Today, I’d like to start by talking about feedback loops, and the difference between positive feedback loops and negative feedback loops. Essentially, positive feedback loops are about expanding possibilities. Negative feedback loops are about narrowing, making the result more precise.


When we work towards refining a movement, we can use either of these methods and we will get very different results from them.


In coaching and fitness there is usually a lot of emphasis on cueing, on telling people how to do a movement right. For example, there is a huge amount of literature out there about how to squat correctly (not all in agreement either). You should never let your knees rotate in, you should keep your spine completely straight, you should drive from the hips, not the knees, etc. There is benefit to this, as it proposes an optimal set of guidelines that work well for most people. However, these parameters do not fit the complexity of life or of movement outside of the gym. Endlessly refining a single strict shape or pattern will make us very good at this pattern. It will not however make us very good at being adaptable.


This is an example of negative feedback loops, each repetitions narrowing the lines so that the movement becomes more and more precise and exact each time.


Excessive cueing can lead to a rigid understanding of movement. An idea that I have to move in very precise, strict ways, “colouring within the lines” to not get injured or burnt out.


Cueing also makes movement complicated: there is so much to think about! Is my pelvis in a posterior pelvic tilt? Are my knees straight? Did I initiate from the arm or the head? Where was I looking? Did I externally maintain scapular elevation? Etc…


While this can be useful to help introduce beginners to movement in a safe way while training their awareness of how they are moving, in the long run I believe this is disempowering. Beginners who lead very sedentary lives may need support in understanding the difference between a straight, flexed or extended spine position while squatting, and in understanding how to brace the spine to maintain a straight spine but that doesn’t mean that moving in a different way is wrong, unhealthy or dangerous! A person who trains to only move in the right way will only be able to move well within a very simple context. They have to work very hard (it’s complicated) but they will move in a simple and limited way.


There is no wrong movement, there is only a movement you are not prepared for. There is also no right posture, there is only movement. (Ido Portal)

To get away from excessive queueing, one could work with task based propositions. This means we have a proposed outcome (eg. Climb to the top of this tree, balance on your hands for 10 seconds, knock out your opponent before they knock you out, etc.) but create space for creativity and adaptability in HOW we get that done.


Suddenly the task is less complicated: we only need to think about one thing: did we succeed? at first, this will still be a negative feedback loop: each failure will give us information that will help us find a different pathway until we eventually solve the problem.


This is a great first step. Already, we are learning to trust ourselves and to develop confidence in our body and our ability to figure things out. We are learning how our body responds and adapts to the task, we are developing physical intelligence. If we look at this in a narrow frame however, we may still find ourselves thinking of right and wrong ways of moving. So the next step is to seek to widen the net.

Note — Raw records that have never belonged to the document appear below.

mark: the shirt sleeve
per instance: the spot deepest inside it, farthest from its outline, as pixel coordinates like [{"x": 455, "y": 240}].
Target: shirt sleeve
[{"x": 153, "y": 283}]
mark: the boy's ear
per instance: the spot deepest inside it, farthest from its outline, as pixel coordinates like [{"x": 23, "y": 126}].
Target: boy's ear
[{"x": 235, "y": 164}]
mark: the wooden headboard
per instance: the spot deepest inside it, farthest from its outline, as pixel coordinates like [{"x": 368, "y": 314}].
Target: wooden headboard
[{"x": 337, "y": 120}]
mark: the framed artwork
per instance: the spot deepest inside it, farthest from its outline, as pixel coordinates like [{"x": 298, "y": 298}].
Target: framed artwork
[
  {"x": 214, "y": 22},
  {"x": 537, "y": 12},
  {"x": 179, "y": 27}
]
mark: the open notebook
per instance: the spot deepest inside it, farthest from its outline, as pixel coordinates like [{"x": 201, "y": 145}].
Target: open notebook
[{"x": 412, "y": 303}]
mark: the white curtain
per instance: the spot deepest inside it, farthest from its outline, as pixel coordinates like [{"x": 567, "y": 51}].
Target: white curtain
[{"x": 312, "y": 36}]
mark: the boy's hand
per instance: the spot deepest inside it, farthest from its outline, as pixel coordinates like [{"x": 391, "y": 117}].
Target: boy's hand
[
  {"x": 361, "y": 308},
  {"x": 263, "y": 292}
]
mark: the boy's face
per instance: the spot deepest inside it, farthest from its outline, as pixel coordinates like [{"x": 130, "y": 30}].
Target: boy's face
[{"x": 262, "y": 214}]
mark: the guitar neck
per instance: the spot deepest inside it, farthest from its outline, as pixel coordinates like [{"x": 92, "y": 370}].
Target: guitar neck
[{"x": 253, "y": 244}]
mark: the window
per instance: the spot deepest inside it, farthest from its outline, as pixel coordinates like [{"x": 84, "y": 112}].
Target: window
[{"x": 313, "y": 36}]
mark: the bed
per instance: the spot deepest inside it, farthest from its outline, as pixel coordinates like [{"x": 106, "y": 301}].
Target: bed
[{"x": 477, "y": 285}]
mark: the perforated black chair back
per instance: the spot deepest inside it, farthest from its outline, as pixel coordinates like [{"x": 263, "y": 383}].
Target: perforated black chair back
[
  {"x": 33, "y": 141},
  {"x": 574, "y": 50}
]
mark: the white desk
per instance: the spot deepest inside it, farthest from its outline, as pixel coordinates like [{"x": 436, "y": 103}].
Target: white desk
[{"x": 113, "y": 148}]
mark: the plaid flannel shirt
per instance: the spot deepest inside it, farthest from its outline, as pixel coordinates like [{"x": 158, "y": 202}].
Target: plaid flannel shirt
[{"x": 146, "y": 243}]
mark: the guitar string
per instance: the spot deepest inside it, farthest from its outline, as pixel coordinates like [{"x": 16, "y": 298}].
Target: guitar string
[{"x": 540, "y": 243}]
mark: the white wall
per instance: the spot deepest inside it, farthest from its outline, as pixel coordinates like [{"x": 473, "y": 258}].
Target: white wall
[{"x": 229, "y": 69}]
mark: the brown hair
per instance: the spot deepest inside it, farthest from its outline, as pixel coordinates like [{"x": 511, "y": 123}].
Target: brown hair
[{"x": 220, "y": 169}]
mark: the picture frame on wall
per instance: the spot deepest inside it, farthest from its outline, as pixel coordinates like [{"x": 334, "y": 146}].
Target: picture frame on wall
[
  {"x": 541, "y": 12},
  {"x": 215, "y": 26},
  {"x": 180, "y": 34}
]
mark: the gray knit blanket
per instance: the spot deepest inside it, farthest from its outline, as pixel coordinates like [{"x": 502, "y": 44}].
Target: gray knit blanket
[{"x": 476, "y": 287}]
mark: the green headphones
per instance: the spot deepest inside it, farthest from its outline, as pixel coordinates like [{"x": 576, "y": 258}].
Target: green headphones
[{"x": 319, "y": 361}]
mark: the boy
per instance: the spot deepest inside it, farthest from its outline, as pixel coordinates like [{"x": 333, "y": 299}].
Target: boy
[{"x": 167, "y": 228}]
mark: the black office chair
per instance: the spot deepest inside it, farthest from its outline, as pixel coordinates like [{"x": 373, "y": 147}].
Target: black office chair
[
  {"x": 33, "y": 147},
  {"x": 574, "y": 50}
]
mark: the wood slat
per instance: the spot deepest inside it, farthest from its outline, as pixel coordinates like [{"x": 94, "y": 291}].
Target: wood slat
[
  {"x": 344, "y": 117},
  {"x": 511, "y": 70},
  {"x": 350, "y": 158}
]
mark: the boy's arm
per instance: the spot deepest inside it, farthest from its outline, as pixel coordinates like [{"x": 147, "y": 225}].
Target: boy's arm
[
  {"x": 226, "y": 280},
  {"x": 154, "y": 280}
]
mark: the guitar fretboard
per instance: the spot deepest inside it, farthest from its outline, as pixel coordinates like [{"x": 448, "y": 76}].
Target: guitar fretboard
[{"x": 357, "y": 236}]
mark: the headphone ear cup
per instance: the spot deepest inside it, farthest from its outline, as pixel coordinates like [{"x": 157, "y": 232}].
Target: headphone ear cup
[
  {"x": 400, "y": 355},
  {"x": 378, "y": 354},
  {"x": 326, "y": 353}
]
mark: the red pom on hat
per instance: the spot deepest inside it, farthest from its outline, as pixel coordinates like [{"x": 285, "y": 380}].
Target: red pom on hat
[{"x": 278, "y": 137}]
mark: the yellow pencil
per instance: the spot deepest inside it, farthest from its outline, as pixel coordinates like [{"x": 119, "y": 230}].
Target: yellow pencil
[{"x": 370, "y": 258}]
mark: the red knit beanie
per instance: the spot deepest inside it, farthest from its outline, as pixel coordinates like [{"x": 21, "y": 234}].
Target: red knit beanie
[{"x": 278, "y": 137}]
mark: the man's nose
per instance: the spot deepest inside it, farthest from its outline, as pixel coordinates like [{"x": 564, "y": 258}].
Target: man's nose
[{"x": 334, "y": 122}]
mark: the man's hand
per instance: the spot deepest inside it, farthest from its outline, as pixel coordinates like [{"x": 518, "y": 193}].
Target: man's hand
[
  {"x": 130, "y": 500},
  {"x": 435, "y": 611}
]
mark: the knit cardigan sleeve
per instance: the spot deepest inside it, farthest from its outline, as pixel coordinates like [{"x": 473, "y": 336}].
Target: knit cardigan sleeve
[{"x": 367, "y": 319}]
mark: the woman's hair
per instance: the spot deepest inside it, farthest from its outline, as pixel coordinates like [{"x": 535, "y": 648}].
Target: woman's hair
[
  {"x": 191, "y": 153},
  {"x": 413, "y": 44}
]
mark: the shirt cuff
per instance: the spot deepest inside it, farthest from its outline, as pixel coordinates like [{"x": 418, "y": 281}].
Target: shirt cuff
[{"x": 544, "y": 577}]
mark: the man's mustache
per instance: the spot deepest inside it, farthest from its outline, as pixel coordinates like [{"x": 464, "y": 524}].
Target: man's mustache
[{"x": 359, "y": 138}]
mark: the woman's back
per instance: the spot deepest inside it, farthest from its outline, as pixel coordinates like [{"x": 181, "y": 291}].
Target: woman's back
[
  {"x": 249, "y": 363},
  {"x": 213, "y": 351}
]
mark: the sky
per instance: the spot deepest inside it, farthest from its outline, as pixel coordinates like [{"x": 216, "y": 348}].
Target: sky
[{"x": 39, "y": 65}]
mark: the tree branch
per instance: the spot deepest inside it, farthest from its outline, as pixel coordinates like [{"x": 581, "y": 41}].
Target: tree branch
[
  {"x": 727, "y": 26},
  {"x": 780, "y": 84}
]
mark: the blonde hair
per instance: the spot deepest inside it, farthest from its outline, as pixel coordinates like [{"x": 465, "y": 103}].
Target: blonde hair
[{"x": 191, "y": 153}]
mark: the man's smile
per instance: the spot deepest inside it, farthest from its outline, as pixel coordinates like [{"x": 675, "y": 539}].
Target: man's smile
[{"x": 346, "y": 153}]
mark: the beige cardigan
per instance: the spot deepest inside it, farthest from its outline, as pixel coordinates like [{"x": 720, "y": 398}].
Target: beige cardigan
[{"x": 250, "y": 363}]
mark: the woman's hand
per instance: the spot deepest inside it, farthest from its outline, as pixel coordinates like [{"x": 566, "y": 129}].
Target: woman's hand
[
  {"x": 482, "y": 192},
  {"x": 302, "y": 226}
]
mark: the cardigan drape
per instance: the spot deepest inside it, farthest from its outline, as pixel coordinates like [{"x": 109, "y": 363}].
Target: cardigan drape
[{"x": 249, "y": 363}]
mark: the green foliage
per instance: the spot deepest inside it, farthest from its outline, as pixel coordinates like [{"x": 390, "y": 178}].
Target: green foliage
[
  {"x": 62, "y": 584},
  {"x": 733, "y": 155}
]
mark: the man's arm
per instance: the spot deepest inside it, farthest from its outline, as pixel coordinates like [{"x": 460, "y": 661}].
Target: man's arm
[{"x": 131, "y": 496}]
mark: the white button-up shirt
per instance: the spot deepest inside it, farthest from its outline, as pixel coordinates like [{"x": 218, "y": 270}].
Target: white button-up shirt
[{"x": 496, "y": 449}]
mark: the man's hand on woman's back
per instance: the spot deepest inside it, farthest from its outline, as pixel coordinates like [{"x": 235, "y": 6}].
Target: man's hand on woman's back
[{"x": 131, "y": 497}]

Once we have figured out how to answer the problem, the job is to find new ways of solving the same problem. How many different solutions can you find? By doing this we will be learning to move in a more complex way, our movement will be richer, more diverse, our bodies more capable and adaptable.


The question becomes “what else is possible?”


This question (alongside other open questions like it) takes us down the road towards expansive thinking, and ultimately towards a sense of physical empowerment that says “I can do more” rather than the message of “don’t move like that”.


My dear friend and movement teacher John Sawney puts it something like this:


Step 1: notice something

Step 2: imagine how it could be different

Step 3: try it out!


I want to finish by restating that there isn’t anything wrong with negative feedback loops (that’s how we solve problems!) but rather that our society is already geared towards endless problem solving. It’s not that we need to do away with it all together, but that we need to restore balance. solve the problem, develop the skill, master the basics, sure. Then think, how else can I do it? Can I move differently? Can I let go of moving in the “right way” so I can let my body and mind guide me towards an inner exploration and true freedom of movement, physical empowerment and self confidence?